These two low-priced stocks are ready for growth in the coming months and years, writes Marc Gerstein of the Forbes Low-Priced Stock Report.

Why bother with low-priced stocks at all? Answer: Because principles of scale apply on the upside.

If sales at our prototypical S&P 500 company rise 20%, operating profit would be rise 37.8%. But a 20% sales gain for a prototypical small company would produce a 49.2% gain in operating profit.

If we were to assume a 30% sales gain for the small company, given the lesser degree of diversity that usually exists among this group, we’d be looking at a 73.8% gain in operating profit. So we’d naturally expect the small stock to rally more vigorously.

But there’s more: We can add in the fact that smaller firms have more room to grow than do larger companies (even beyond a single-business focus). Now, we have return potential that may be powerful enough to justify the volatility.

Locking up is not as simple as it used to be.

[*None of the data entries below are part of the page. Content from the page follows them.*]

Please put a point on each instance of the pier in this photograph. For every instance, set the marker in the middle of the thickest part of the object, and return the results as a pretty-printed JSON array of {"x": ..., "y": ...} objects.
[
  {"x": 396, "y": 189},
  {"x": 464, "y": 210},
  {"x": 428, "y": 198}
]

Traditionally, you’d buy a set of locks, each of which came with a set of easily replicable keys, and keep using them until you lost all the keys, moved out of the property, or the lock became somehow jammed.

Security is much more sophisticated today, giving NAPCO Security Technologies (NSSC) much more interesting growth opportunities than it has had at any time since its founding in 1969.

The company organizes its activities in terms of three areas each of which it can now address (enhanced by the mid-2008 purchase of Marks USA): door-locking technologies; access control; and monitoring for protection against fire and/or intrusion. Each area has evolved since the good old days.

For many, door locking still involves a hardware-store lock-and-key set. But increasingly, this is coming to mean locks activated by push-button codes, ID card readers, or even fingerprint readers.

Moreover, the newest iteration of this sort of protocol (i.e. Alarm Lock Trilogy Networx) enables standalone locking devices to communicate wirelessly over any sized network, allowing for rapid and remote deployment of global lock/unlock, thus avoiding the need for lots of wiring, which is important since traditionally-used telephone lines are diminishing in favor of modern alternatives.

Even when it comes to basic lock-and-key, NSSC can get quite rugged, as is often needed for commercial, industrial or government installations (including the White House and US Senate building).

Traditionally, NSSC has been slow-growing and modestly profitable, with returns on equity at low-single digit levels. By the mid-2000s, returns increased, but late in the decade, this R&D-intense company (usually 7% to 8% of sales) fell into the red thanks to the weak economy and operational restructurings.

It now appears to be returning to the black, and about to embark on an unprecedented growth track, as it combines, for the first time, its modern business profile with a good economy—prompting spending for new installations and retrofits of older spaces.

This does not appear to be reflected in the stock’s mundane valuation metrics. NAPCO Security Systems is a buy.